Notes: Episode 15, The Fall of Constantinople (Part 1)

As with every show, I’ll list any corrections or clarifications here. If there’s anything I’ve overlooked, please contact me by email or in the comments and I’ll edit the notes to reflect the new information.

 

6:44 –  At the founding of Constantinople, Mediolanum was the administrative capital of the Roman Empire and had been since 286. In 402, The western capital was moved to Ravenna.

 

12:08 – I downplay the sacking of Rome by the crusaders in 1205 a little bit, but it was still a brutal three days of pillaging during which much wealth was stolen by the conquerors and atrocities such as the sanctity of sanctuary within holy places was violated. There are some indications that there was an Imperial Library of Constantinople that was burned, though other sources say there was no single library that fits the description and this may have been anti-Crusade rhetoric. Whatever the truth of the library situation, there is no indication that the damage done was irreversible; if it did happen, it was not a scenario similar to the Great Library of Alexandria where great works may have been lost. It was devastating, but not irreparable.

 

25:36 – Austria-Hungary was formed in the 19th century, as I stated (1867 to be exact), but I was incorrect about the political marriage. It was a strategic alliance made between the Hapsburg Emperor of Austria and the king of Hungary in order to stay powerful and relevant as both nations declined in the face of growing power from the formation of Germany. EDIT (Feb 26, 2016): as Raymond noted in his comment below, the king of Hungary already was the Emperor of Austria – the Hapsburgs had been heads of state since 1527. The formation of Austria-Hungary merely made this a political reality in order to consolidate power.

 

39:55 – The callback Ethan references here is to a joke in episode 67 of the podcast we do together with our sister, Truth Bombs. It can be found here. I didn’t actually mean to make a joke here, but I decided to pretend I did.

 

59:02 – I can’t believe I messed up filioque again! My explanation is mostly accurate, except that I switched which side of the schism believed what. The western church believed that the Holy Spirit proceeded from the Father and the Son, while the eastern church believes that the Spirit proceeds from the Father only, meaning that Christ is not necessary for the existence of the Spirit.

 

1:03:34 – Constantine XI’s last recorded words were “the city is fallen and I am still alive.”

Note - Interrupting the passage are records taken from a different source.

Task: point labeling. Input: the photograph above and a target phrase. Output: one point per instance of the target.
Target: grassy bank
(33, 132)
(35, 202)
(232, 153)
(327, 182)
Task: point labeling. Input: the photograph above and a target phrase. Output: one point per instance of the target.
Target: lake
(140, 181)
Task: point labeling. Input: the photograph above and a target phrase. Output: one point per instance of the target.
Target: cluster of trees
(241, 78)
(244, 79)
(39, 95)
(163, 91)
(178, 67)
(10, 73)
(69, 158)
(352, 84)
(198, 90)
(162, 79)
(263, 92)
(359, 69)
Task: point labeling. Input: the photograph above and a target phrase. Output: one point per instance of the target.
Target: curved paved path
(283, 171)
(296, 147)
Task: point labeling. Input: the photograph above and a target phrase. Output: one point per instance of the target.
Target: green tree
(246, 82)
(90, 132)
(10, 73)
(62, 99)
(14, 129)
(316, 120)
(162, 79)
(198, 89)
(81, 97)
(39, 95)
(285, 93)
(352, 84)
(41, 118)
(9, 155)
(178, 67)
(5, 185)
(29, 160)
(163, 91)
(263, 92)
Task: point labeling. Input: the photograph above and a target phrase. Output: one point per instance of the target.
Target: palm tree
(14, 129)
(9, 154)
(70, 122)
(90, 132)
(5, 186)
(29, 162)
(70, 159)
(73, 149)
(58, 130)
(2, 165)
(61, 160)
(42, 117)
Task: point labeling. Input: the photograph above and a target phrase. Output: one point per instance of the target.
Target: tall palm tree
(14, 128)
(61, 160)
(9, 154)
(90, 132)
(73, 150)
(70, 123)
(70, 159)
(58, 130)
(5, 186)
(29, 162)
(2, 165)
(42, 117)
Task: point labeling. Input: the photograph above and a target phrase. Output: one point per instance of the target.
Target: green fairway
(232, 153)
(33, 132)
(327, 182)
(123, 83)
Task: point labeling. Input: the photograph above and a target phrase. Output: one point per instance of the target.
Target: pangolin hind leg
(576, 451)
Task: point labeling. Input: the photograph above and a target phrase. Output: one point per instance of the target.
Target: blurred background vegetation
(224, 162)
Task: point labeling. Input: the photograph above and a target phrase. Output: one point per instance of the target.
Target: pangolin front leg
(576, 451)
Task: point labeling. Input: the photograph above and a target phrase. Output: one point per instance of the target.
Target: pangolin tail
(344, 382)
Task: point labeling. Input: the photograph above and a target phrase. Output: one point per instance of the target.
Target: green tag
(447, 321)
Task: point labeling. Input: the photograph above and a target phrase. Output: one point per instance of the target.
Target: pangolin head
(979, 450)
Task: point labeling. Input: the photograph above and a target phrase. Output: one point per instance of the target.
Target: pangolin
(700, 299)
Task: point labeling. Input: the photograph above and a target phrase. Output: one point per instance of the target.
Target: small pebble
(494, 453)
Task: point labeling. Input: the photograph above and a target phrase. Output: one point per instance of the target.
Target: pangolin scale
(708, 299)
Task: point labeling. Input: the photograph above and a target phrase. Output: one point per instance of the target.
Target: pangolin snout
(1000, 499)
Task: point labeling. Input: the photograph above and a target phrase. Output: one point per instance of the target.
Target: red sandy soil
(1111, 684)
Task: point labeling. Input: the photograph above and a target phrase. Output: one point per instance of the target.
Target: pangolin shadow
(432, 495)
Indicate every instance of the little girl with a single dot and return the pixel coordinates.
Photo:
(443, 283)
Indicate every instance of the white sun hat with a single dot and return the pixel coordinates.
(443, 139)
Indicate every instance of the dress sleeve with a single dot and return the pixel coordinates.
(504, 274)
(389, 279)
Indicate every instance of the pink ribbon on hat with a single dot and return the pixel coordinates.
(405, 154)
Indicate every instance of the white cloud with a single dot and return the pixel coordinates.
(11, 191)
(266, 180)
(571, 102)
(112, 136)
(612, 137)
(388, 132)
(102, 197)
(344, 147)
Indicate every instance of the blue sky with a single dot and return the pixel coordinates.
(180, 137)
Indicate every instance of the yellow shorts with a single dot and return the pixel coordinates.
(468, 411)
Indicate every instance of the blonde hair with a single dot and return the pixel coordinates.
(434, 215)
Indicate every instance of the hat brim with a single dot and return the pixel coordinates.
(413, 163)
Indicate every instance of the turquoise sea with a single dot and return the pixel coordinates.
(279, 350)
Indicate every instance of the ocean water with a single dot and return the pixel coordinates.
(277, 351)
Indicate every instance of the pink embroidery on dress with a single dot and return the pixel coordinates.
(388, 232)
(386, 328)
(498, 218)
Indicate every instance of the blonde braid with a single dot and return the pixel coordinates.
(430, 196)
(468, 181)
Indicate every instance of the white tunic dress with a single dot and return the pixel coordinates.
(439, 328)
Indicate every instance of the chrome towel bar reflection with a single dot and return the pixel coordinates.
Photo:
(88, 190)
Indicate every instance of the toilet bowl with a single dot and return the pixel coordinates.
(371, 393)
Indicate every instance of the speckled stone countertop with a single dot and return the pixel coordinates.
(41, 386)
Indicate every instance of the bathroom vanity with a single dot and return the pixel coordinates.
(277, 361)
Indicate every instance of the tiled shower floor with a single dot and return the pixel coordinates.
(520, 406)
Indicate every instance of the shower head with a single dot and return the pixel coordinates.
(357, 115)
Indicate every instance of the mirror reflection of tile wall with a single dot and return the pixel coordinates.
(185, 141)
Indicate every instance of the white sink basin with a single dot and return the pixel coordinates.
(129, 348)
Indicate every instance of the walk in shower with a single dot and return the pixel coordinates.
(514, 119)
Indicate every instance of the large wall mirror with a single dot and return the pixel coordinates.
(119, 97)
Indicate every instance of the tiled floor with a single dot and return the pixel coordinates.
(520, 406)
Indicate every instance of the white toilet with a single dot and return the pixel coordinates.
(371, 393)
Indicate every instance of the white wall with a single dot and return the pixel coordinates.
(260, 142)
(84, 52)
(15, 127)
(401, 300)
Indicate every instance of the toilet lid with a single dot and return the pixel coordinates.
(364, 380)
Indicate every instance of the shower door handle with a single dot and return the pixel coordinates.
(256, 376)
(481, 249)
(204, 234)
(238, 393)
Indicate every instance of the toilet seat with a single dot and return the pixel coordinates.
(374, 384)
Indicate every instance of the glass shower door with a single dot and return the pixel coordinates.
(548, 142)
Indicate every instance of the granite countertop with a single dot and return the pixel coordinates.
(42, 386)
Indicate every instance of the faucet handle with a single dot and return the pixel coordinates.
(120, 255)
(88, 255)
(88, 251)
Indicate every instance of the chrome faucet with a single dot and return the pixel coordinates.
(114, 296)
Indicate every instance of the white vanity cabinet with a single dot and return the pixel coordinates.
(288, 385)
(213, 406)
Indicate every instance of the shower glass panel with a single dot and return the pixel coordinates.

2 thoughts on “Notes: Episode 15, The Fall of Constantinople (Part 1)”

  1. Raymond N. says:

    Hungary actually collapsed as a Kingdom after the Battle of Mohács was lost to the Turks in 1687. The Austrian Hapsburgs stepped in and declared themselves successors to Hungary. Austria-Hungary was formed after the Austro-Prussian War of 1866 when Austria needed to pacify and solidify relations within the Hungarian parts of their Empire to survive.

    1. Adam Adam says:

      You’re right! The Battle of Mohács (1527) divided the kingdom into three parts for nearly a century, and did mark the beginning of Hapsburg involvement in Hungary when Royal Hungary invited Ferdinand I to be its ruler. However, Hungary was reunited before the end of the 1600s and remained a kingdom independent from Austria, though they shared a head of state. The unification in 1867 pulled them into political unity, though dynastically they were siblings. I missed the Hapsburg connection when looking this up. Thanks!